The city of Philadelphia continues to turn wild after dark in this sequel to Nightstruck (2016).
When the sun goes down on the quarantined city, chaos reigns while innocents huddle safely inside. Vandals and hoodlums calling themselves “the Nightstruck” roam the streets doing whatever they please, and now 17-year-old white teen Becket is one of them. The devastatingly handsome—and inhuman—leader of the Nightstruck, Aleric, wants Becket for himself, but Becket can’t quite give herself over to him. Meanwhile, the rest of the world tries to figure out what to do with the cursed city. The first half of the novel submerges Becket in the devil-may-care world of the Nightstruck, but the chaos overstays its welcome.

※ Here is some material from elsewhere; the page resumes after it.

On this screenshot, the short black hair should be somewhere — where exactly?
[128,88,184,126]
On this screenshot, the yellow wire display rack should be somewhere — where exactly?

There are plenty of mysteries surrounding this nightly curse, but spending all this time with burglars and sex fiends does little to illuminate them. The characters remain stagnant for this entry, and, in a classic middle-volume sag, the story concludes with characters right back where they were at the end of the last book. Most disappointing is the absence of scares. The previous entry was filled with bumps and thumps in the night, but now that entire scenes are set with monsters in the background, the spark is gone. The remains are a plodding mystery that characters are barely interested in. If the characters don’t care, why should readers?
A disappointing follow-up to a promising first chapter.